Should I be under the assumption that any difference in behavior between EmuDebug and Debug compilation profiles is a compiler bug?
I’ve been getting extremely frustrated trying to debug a kernel I’ve been working on that runs in EmuDebug with absolutely no problems, no exceptions, no memory exceptions, but in regular Debug mode which uses the hardware, I get billions of these in the output log:
First-chance exception at 0x7c812a5b in cudatest.exe: Microsoft C++ exception: cudaError_enum at memory location 0x0012fae0…
and the kernel is obviously aborting early because it is finishing much quicker than it normally would. What’s the point of even having a “debug” profile if you can’t use it to debug anything, and what’s the point of the EmuDebug profile if it isn’t even going to mimic the runtime behavior on the hardware?
Nevermind, I got it. Turns out this is extremely descriptive error you will get if the compiler can’t figure out (because it is retarded, mind you) how to allocate storage for all your local variables, either to registers or to local memory, the latter of which is extremely plentiful.

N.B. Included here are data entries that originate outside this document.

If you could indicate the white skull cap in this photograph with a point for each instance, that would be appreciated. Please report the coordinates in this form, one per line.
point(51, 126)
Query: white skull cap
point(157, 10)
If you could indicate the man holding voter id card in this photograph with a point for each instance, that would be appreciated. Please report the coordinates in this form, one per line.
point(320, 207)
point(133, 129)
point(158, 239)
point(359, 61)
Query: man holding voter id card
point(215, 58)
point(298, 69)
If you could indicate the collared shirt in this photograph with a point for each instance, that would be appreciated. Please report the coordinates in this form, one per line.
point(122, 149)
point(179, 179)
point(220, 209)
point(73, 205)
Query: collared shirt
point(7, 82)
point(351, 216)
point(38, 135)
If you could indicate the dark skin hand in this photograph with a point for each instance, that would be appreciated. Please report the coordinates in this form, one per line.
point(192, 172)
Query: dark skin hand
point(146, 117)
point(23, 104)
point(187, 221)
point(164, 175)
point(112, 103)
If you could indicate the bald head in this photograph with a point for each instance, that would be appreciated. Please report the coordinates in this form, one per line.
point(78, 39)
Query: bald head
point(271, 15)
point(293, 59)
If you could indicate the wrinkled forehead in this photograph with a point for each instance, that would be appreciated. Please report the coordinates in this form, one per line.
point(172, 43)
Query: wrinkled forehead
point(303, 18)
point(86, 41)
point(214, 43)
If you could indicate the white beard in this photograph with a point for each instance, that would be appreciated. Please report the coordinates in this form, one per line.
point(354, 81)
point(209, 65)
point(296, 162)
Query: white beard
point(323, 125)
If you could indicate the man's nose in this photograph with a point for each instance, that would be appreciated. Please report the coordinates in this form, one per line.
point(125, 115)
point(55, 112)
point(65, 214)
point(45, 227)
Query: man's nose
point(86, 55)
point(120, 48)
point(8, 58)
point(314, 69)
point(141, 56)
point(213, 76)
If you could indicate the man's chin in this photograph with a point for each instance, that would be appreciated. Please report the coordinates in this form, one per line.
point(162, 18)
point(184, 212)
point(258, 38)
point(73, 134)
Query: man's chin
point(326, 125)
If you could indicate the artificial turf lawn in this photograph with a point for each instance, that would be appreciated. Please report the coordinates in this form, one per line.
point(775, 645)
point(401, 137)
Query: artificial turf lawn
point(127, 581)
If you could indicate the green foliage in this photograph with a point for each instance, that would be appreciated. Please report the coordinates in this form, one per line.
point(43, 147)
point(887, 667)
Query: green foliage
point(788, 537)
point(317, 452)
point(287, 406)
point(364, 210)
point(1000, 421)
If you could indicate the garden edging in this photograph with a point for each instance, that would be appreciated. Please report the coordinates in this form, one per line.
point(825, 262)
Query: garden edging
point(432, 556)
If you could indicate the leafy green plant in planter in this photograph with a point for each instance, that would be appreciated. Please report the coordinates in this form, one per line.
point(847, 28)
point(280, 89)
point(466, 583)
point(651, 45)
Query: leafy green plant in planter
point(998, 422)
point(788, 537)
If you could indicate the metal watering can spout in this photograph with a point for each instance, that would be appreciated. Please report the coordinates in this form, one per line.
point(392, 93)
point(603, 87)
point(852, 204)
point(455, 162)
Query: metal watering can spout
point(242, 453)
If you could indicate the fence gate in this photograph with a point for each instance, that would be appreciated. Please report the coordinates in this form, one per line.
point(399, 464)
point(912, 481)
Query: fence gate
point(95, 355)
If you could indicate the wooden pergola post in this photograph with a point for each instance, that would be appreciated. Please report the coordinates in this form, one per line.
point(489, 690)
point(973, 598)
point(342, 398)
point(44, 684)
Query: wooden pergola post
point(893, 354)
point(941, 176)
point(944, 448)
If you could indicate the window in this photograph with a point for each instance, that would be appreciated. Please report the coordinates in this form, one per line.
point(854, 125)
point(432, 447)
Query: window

I didn’t really understand what the problem might be until I looked at the ptx intermediate code. Hey Nvidia, have you guys heard of register renaming? It’s a really cool idea some guy had back in the day, you should look it up some time.
Okay, great, but .cubin files aren’t human readable. How am I supposed to figure out exactly what the compiler is doing to make optimizations if I can’t even see how it’s allocating precious registers?
I apologize for my attitude, I’ve spent a long time porting a complex piece of code and I’m really feeling frustrated with CUDA in general at this point.
You can use decuda to dissassemble the cubin if you want but that usually isn’t necessary. The most information you usually need from the cubin is to read the number of registers and shmem usage so that you can determine the maximum block size you can run.